L’art et les nationalismes européens


La nation est un concept assez récent, né en Europe, qui a ensuite connu un rayonnement mondial. Nous allons tenter de voir dans cet article comment l’art a servi les nationalismes européens, voire les a influencé, au cours du 19ème siècle. 

L’Europe centrale est alors marquée par la domination des grands empires : autrichien, russe et prussien. Dans ce contexte, de nombreux artistes tentent de valoriser le paysage national pour rendre leur région plus visible. En Norvège, ce sont les peintures des fjords d’Adolph Tidemand, les Alpes pour les peintres suisses ou les bords de mer au Danemark.

Il s’agit de montrer toute la beauté de ces paysages, leur aspect grandiose qui rejaillit sur les peuples concernés. En parallèle, on ressort du placard des costumes traditionnels, allant jusqu’à en inventer en Bretagne. Certains vont même acquérir une forte dimension symbolique comme le kilt, qui sera représenté dans de nombreuses oeuvres de l’époque.

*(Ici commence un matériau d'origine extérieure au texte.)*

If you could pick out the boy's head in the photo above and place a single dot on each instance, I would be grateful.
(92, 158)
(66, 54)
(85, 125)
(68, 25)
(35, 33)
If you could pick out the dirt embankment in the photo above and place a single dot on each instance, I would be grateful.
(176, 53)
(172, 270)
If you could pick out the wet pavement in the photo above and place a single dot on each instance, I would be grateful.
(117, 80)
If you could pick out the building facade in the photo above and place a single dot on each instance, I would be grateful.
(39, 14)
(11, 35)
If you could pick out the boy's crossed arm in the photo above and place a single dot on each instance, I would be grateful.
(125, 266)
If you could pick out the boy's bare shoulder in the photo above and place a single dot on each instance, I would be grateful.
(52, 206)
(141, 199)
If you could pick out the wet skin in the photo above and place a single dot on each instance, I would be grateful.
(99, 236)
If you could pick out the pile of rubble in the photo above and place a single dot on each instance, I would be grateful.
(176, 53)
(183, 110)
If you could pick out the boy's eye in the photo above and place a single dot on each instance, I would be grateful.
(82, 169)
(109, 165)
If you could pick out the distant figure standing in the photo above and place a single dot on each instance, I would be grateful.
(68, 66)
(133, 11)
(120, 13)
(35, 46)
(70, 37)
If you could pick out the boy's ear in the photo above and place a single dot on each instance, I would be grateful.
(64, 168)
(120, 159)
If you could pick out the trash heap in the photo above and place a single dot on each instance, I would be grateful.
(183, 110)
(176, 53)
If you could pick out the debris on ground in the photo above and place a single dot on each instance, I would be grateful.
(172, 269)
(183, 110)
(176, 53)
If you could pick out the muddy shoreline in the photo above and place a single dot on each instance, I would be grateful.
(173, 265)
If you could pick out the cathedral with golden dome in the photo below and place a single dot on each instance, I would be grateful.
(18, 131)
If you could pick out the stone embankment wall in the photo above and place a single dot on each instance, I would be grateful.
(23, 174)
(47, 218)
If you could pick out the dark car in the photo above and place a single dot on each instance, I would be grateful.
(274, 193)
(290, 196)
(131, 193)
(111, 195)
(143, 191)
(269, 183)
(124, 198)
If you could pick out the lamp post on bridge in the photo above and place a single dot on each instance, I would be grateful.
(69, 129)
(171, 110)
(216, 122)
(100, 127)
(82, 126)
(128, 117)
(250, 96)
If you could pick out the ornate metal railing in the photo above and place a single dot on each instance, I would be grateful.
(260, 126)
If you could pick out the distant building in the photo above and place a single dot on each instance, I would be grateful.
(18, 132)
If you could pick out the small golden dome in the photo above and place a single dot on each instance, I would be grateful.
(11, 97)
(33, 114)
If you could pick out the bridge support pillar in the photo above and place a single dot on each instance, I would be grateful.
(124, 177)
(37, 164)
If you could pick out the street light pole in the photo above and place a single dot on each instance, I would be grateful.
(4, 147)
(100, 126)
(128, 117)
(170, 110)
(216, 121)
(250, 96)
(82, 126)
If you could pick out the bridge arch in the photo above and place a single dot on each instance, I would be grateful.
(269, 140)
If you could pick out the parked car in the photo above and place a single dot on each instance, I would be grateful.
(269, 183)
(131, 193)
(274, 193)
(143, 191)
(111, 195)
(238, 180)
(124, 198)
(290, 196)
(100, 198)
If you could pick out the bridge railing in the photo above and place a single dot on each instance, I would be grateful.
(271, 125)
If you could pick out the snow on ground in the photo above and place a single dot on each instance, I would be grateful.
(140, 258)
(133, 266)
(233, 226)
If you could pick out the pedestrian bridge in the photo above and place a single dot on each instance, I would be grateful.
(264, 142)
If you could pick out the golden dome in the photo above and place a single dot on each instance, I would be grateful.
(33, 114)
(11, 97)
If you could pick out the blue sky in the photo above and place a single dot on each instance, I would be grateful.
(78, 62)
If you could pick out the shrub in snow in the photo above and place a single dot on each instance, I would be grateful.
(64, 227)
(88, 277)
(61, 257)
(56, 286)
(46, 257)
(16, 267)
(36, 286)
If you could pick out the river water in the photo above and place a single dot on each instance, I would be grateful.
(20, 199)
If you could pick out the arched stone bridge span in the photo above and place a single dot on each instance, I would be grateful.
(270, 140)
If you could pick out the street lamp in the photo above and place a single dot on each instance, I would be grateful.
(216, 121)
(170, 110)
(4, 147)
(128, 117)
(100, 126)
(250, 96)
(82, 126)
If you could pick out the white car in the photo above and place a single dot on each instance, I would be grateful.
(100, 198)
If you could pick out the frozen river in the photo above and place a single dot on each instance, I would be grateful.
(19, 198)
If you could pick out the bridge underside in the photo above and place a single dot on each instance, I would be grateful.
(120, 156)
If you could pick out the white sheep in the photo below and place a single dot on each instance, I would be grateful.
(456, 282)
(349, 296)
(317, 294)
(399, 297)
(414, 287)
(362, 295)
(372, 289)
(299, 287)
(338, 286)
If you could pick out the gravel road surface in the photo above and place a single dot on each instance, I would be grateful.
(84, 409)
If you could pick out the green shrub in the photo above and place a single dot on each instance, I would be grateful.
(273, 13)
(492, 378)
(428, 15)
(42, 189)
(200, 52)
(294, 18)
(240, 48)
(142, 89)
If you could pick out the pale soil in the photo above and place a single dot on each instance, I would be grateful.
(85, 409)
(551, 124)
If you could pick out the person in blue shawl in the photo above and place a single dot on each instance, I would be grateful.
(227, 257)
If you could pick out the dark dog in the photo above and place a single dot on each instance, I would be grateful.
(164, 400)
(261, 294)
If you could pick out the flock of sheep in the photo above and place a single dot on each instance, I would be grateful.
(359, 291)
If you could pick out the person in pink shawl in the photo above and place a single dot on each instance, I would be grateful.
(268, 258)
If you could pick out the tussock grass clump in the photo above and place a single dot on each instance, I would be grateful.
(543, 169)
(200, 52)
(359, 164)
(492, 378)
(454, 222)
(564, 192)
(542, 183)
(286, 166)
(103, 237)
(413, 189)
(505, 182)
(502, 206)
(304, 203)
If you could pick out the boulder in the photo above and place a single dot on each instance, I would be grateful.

Fjord norvégien par Adolph Tidemand

En France, on assiste à l’essor du romantisme. Celui-ci va rapidement défendre la cause des Grecs, aboutissant au mouvement philhellène. La Grèce est alors sous domination ottomane mais une majeure partie de la population se trouve en rébellion ouverte contre le Sultan. Des artistes étrangers tel que Lord Byron vont aller jusqu’à prendre les armes pour défendre la cause nationale, tandis que d’autres comme Delacroix réaliseront de nombreuses oeuvres pour défendre la patrie des anciens philosophes.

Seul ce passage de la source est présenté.